Das geschehene Unglück suchte man nach Möglichkeit zu vertuschen. Der Barbier, der im Gefängnis schwer erkrankt war, wurde zunächst darin gelassen, damit sein Geschrei das Übel nicht vermehre; später dachte man, wenn es noch nötig sei, ihn durch Geld abzufinden. Freilich sah der Statthalter ein, dass ernstliche Maßnahmen getroffen werden müssten, um den Unhold an der Ausübung weiterer und vielleicht empfindlicherer Abscheulichkeiten zu verhindern.
Philipp Lang unternahm es, den Kaiser von dem Vorgefallenen in Kenntnis zu setzen, machte aber durchaus nicht den Eindruck damit, den man gefürchtet hatte. Das Mädchen hätte sich vorsehen sollen, meinte der Kaiser, man könne nicht für jede Hure in der Welt aufkommen. Das sei wohl wahr, sagte Lang; aber es sei doch wohl an dem, dass der junge Herr ein wenig hauptkrank sei, wie die Ärzte wissen wollten, und man tue daher vielleicht am besten, wenn man ihn der Bewachung eines geschickten Arztes sowie eines Geistlichen anvertraue, die wechselweise mit Purganzen und Bußpredigten, wie es sich eben schicke, ihren Vorteil an ihm wahrnehmen könnten. »Meinetwegen«, sagte der Kaiser; man solle nur gründlich mit ihm abfahren, ihm sei alles gleich. Seine Söhne taugten nichts, frönten auf seine Kosten einem üppigen Leben, ohne es ihm zu danken. Er ziehe jetzt die Hand von Don Giulio ab, und es dürfe bei seiner Ungnade künftig nicht mehr von ihm geredet werden.

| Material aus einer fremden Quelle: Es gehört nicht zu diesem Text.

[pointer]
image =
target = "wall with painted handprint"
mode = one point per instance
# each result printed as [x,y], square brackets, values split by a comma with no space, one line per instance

In der habsburgischen Familie wurde diese Geschichte Don Giulios mit Schadenfreude und Entrüstung besprochen und bestärkte sie in der Meinung, mit Rudolf gehe es abwärts, und sie müssten sich zusammenschließen, damit er nicht das ganze Haus in den Abgrund ziehe. Schon im Jahre 1606 hatten sie unter sorgfältigen Vorkehrungen zur Geheimhaltung ihres Unterfangens einen Vertrag abgeschlossen, nach welchem Matthias, als der Älteste, zu ihrem Haupt angenommen werden und befugt sein sollte, im Falle der Not etwas Entscheidendes vorzunehmen.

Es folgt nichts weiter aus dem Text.